Una, la primera, para dejarse llevar,
hasta el último refugio del garrafón infernal.
Dos para quedarse toda una noche,
y parte del día,
metidos en el mismo bar, en el de siempre,
sin rechistar.
Tres para fracasar, probar algo nuevo;
nuevas zonas, nuevos sitios,
nuevas bebidas, nueva gente;
y fracasar.
Cuatro para triunfar,
y olvidarte de la soledad del ebrio retorno,
enredado en las brumas de unas manos extraviadas.
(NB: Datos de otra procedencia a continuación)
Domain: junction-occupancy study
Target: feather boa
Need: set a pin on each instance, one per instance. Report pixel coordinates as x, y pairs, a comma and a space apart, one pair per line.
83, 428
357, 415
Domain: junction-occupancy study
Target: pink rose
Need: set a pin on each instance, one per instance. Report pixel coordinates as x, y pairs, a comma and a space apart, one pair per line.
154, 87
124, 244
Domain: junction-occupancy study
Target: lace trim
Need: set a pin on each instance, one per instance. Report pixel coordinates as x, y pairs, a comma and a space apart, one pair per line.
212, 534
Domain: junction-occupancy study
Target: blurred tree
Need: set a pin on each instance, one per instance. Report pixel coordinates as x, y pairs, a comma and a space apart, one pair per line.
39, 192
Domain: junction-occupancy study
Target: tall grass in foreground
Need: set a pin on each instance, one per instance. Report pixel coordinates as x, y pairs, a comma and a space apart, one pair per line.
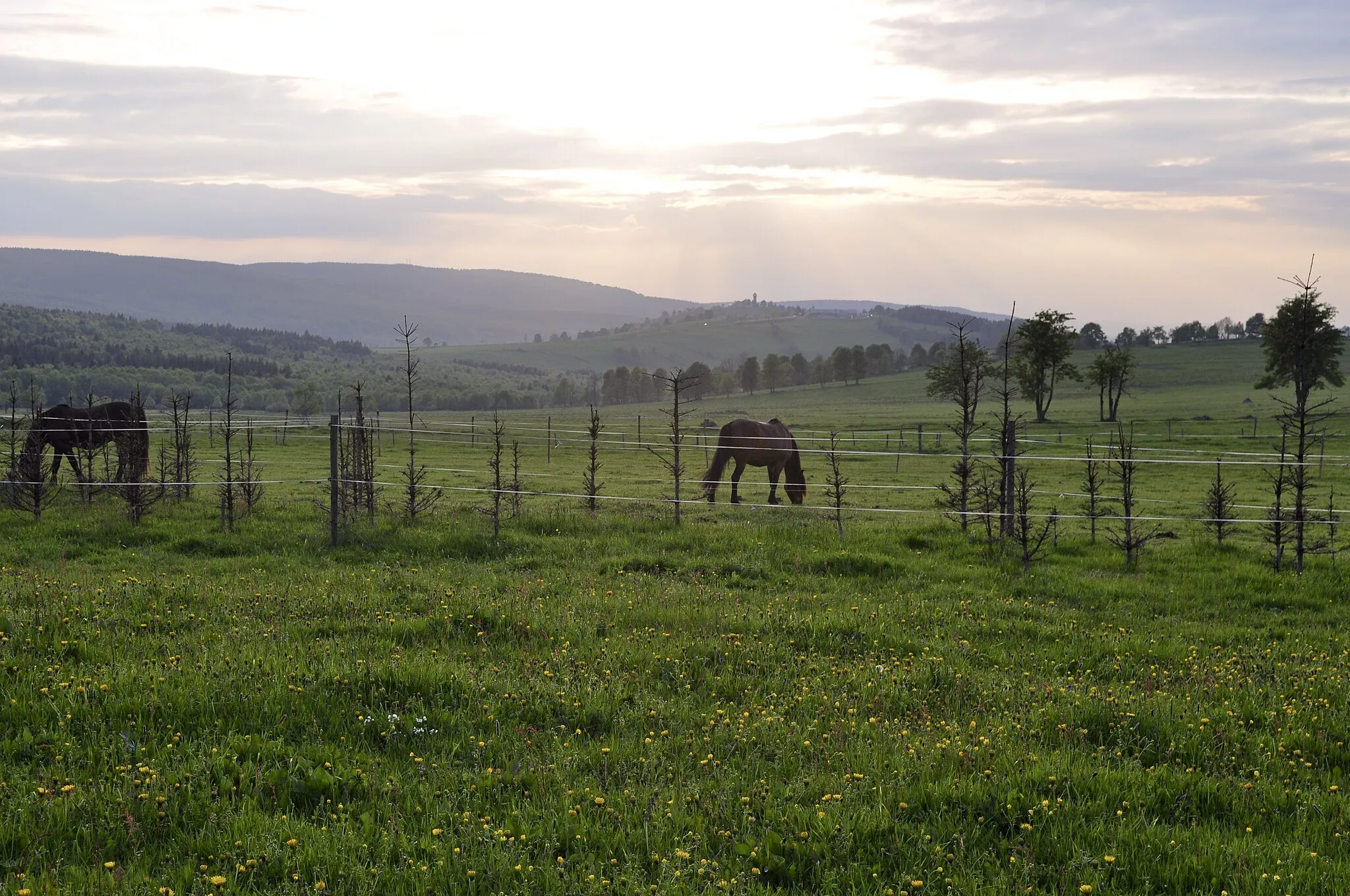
619, 705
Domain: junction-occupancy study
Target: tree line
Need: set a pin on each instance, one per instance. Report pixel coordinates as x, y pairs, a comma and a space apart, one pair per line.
624, 385
1092, 335
1302, 351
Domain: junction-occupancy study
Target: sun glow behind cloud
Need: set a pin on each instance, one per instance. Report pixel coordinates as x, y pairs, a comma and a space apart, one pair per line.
381, 131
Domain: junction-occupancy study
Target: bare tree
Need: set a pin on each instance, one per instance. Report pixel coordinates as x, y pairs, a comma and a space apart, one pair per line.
138, 494
250, 471
1276, 528
591, 477
226, 489
13, 443
1030, 536
417, 495
494, 466
361, 447
184, 455
32, 490
1219, 505
516, 486
1005, 445
677, 383
835, 482
1130, 536
1092, 508
960, 379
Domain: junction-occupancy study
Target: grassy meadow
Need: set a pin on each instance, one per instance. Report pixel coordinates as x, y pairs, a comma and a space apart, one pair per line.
742, 704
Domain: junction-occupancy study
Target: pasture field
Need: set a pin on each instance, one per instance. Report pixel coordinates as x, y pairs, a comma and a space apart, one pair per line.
743, 704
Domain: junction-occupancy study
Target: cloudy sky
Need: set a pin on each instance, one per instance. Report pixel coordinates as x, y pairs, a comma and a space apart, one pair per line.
1141, 162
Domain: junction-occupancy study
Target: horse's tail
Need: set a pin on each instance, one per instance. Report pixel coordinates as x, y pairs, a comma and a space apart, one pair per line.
30, 459
715, 472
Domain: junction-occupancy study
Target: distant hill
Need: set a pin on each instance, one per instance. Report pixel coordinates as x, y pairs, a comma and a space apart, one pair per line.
339, 301
715, 333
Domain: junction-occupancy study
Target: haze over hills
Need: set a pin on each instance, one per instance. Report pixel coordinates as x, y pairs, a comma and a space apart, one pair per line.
336, 300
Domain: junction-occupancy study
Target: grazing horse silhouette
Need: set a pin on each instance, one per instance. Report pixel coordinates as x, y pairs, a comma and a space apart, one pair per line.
749, 441
68, 430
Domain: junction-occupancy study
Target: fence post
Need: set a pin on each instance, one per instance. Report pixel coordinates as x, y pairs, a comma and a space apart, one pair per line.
334, 434
1006, 528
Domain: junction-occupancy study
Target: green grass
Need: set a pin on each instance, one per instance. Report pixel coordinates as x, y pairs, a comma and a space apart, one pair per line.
711, 683
684, 343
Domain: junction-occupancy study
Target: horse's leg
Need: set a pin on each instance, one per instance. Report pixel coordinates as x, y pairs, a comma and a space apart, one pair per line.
119, 444
72, 458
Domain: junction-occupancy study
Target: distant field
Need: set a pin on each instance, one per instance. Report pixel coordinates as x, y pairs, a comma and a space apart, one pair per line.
743, 704
684, 343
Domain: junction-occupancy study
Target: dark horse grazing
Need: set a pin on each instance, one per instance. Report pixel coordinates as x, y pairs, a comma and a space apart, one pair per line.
749, 441
68, 430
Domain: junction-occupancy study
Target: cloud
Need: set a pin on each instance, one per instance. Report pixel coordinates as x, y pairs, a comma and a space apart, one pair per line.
1229, 43
198, 125
1138, 153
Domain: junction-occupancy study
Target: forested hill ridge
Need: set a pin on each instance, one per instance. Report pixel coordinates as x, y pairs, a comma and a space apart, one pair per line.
72, 355
339, 300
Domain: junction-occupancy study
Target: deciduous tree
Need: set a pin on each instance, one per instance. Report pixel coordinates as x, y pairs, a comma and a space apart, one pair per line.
1044, 346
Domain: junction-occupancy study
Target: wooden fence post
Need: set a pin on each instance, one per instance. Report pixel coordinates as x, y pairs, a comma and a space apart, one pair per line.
334, 435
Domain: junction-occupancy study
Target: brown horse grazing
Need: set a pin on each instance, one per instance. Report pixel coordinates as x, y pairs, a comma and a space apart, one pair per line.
68, 430
749, 441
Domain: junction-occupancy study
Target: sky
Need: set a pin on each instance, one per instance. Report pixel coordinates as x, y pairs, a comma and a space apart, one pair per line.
1129, 162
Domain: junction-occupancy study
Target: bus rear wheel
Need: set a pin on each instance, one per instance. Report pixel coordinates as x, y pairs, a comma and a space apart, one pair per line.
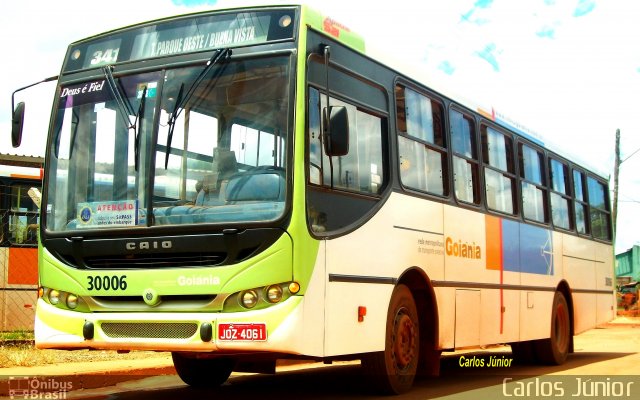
554, 350
394, 369
202, 372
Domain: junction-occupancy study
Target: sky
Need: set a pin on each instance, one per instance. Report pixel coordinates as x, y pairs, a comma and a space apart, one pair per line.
568, 70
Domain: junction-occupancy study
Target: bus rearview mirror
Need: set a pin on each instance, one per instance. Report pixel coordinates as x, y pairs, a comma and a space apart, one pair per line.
336, 143
16, 124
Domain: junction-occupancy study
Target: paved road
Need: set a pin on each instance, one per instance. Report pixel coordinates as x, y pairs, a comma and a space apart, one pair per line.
606, 364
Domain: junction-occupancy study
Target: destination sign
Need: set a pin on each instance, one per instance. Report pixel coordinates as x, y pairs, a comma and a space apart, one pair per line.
244, 29
181, 36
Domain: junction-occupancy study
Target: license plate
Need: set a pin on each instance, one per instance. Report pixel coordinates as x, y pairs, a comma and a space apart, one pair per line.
242, 332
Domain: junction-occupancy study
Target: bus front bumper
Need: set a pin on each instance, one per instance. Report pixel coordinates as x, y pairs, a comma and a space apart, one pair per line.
273, 329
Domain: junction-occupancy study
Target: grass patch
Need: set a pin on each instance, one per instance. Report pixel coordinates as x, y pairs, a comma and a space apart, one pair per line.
16, 335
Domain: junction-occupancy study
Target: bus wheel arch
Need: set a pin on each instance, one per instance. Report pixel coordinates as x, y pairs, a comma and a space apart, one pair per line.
393, 370
554, 350
563, 287
422, 290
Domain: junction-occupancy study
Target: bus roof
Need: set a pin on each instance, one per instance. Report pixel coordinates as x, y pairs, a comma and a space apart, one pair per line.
344, 34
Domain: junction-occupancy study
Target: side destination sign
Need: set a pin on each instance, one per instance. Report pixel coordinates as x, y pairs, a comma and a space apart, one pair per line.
181, 36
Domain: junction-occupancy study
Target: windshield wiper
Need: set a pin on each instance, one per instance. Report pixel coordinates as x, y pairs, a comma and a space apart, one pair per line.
218, 56
126, 109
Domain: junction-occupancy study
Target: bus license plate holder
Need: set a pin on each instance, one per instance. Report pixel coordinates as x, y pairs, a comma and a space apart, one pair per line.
242, 332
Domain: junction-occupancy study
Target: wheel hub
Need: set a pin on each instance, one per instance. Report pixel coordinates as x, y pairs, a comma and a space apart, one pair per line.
405, 342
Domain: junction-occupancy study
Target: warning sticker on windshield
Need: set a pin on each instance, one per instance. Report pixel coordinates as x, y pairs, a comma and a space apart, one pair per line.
108, 213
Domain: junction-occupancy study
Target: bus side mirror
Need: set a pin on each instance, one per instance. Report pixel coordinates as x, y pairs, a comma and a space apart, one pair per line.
16, 124
336, 143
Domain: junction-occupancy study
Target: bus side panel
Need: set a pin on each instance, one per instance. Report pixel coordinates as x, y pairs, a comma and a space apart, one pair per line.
473, 255
580, 272
605, 279
368, 258
314, 308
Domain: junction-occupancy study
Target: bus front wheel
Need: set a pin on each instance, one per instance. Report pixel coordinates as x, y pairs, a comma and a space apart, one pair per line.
202, 372
554, 350
395, 368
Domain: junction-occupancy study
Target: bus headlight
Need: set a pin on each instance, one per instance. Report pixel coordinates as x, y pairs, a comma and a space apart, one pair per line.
249, 298
54, 297
274, 293
72, 301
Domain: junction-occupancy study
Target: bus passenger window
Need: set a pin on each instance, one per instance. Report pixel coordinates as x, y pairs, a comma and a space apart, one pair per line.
600, 215
361, 169
560, 200
499, 171
465, 158
534, 193
423, 155
581, 207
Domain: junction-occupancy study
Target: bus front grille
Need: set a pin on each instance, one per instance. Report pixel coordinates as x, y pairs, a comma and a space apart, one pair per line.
149, 330
161, 260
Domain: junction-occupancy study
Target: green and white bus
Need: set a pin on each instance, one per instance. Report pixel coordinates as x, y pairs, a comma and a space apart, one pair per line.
245, 185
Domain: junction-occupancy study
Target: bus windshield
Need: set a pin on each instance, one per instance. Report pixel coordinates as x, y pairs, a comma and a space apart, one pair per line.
171, 147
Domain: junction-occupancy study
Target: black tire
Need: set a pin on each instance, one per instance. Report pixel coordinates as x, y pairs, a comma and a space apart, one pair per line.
393, 370
524, 352
554, 351
202, 372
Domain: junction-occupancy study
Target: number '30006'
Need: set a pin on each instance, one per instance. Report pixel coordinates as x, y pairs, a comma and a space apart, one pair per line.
107, 282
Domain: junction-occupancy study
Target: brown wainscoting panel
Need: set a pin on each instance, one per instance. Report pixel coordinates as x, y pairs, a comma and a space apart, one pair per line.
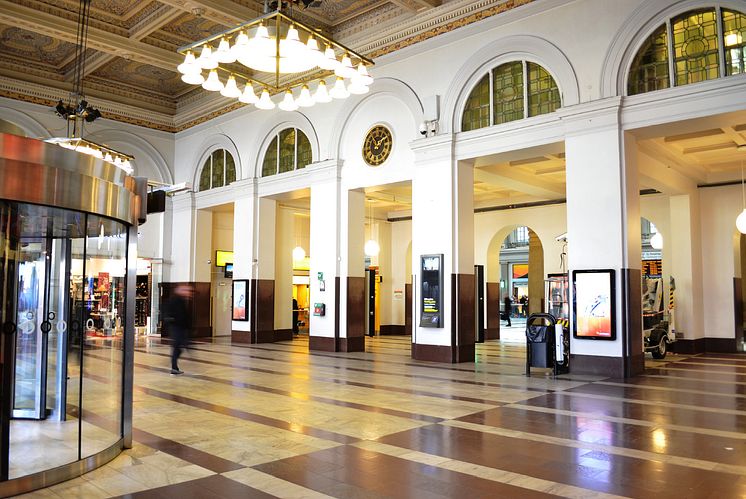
354, 344
432, 353
393, 329
493, 311
263, 309
462, 317
240, 336
283, 334
322, 343
408, 309
597, 365
355, 310
690, 347
634, 362
199, 305
721, 345
737, 309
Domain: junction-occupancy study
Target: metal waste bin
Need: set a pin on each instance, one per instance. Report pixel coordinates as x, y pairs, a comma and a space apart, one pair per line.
547, 344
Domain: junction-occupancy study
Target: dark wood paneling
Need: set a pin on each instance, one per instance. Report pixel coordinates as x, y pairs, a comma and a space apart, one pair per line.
432, 353
322, 343
355, 308
407, 309
393, 329
199, 304
634, 362
462, 317
721, 345
493, 311
597, 365
686, 346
Cinco para salir a tomarte algo de “tranquis”
y encontrarte, entrado el día –y tú sin saberlo–,
dulcemente dormido,
en un lindo vagón del metro.
Seis para homenajear al último de los búhos,
espacio inconexo de realidades alternativas,
personajes utópicos,
último refugio de las parejas aún por venir.
Siete y a desayunar,
lentejas, espaguetis, chocolate o chuletón,
con más apetito que criterio,
y de postre: la caña, la mejor caña.
Y ocho por el sagrado mañaneo,
santo encuentro de lo mejor
de esta sociedad revuelta,
vieja alabanza a las mañanas
que pasaron más bien desconocidas,
casi disueltas, demasiado iluminadas;
mañanas aprovechadas,
¡gloria a las mañanas!
Pero a las de Madrid, que tienen su memoria…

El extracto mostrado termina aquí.